Objectives: To establish international expert consensus on terminology, diagnostic approaches, and management strategies for suboptimal response and weight recurrence after MBS.
Setting: International Delphi study across multiple countries and health care systems.
Methods: A two-round modified Delphi study was conducted with 66 international experts across five specialties (MBS, obesity medicine, gastroenterology, endocrinology, dietetics and nutrition, and psychology). A 164-item questionnaire was developed, spanning seven dimensions: conservative management, diagnostic methods, endoscopic interventions, quantitative thresholds, risk factors, surgical interventions, and terminology. Consensus was defined a priori as ≥70% agreement. Inter-rater reliability was assessed using Gwet's AC1 coefficient.

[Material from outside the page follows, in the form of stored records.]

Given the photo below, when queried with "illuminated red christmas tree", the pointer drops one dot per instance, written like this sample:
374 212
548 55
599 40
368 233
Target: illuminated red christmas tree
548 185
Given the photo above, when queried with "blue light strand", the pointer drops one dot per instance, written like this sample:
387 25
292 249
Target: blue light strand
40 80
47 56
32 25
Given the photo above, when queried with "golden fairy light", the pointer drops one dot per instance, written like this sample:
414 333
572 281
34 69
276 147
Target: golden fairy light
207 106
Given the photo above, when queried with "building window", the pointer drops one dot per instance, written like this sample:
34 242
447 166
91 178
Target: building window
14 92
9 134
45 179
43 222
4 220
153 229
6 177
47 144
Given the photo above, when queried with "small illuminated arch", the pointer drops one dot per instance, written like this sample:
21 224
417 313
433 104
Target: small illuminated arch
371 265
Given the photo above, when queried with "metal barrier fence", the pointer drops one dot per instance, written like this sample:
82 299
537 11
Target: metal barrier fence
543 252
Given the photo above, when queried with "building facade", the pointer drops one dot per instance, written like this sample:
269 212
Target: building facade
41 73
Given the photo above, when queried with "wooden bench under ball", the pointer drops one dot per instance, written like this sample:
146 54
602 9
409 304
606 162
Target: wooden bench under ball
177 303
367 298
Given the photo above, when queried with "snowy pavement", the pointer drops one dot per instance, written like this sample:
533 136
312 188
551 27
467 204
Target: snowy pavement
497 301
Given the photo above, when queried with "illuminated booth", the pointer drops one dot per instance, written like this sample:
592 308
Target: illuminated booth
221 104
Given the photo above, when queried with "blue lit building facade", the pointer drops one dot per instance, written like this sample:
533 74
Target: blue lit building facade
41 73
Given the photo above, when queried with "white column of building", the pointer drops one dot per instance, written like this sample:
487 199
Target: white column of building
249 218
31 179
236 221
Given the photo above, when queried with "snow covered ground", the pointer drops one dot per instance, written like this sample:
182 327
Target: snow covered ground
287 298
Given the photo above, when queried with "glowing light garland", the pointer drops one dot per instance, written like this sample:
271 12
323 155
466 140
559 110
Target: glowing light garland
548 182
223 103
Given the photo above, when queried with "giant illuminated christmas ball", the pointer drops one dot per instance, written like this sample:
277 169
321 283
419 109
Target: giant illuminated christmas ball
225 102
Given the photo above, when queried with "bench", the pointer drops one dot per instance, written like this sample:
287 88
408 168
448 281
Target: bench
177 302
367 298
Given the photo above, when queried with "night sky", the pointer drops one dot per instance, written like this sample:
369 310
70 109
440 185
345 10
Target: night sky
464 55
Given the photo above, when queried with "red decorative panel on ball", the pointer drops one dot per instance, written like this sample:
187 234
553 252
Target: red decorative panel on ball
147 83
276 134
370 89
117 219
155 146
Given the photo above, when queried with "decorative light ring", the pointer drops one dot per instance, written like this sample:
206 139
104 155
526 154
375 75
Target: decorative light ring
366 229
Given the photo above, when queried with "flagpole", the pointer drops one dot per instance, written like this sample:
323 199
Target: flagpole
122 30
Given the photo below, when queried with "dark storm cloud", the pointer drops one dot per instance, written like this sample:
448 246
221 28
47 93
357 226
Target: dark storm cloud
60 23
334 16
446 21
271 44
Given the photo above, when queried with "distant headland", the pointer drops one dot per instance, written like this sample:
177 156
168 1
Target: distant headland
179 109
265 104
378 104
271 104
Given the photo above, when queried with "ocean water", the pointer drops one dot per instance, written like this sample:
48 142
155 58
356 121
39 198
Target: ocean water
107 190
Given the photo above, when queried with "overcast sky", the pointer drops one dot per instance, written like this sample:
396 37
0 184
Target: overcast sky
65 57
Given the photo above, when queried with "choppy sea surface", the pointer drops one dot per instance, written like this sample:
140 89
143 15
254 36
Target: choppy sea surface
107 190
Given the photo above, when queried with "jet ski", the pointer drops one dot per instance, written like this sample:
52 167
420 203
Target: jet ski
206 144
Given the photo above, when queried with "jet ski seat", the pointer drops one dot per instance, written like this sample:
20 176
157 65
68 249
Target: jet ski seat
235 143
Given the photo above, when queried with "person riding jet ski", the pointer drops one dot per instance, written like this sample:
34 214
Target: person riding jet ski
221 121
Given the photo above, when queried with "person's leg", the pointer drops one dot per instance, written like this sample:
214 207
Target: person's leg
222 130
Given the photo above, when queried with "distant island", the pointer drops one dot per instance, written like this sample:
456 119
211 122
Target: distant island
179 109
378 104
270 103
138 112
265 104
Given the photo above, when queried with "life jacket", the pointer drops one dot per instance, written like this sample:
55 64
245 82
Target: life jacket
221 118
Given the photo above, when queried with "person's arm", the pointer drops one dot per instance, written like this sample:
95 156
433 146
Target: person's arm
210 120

Results: Response rates were 54.5% (Round 1) and 57.6% (Round 2). Consensus achievement improved significantly between rounds (26.2% to 40.9% of items). Experts reached unanimous agreement on core management principles including individualized patient care (100%) and the appropriateness of specialists prescribing antiobesity medications (100%). Strong consensus emerged on standardized terminology with "suboptimal" as the preferred term (89.5%) and %TWL as the optimal measurement approach (94.6). For quantitative thresholds, consensus was achieved on surgical nonresponse defined as <10% TWL at 12 months (73.0%), recurrent weight gain as >25% of lost weight from nadir (70.3%), and a 10% change in %EWL from nadir as normal physiologic response (83.8%). Conservative management items achieved the highest consensus rates (80.9%) while quantitative threshold items require additional research (28.1%). Inter-rater reliability improved across all domains, with conservative management achieving substantial agreement (AC1 = .70).
Conclusion: Expert consensus was achieved on fundamental principles of postbariatric care, including preferred terminology, measurement metrics, and provider roles. These recommendations address important gaps in clinical practice standardization.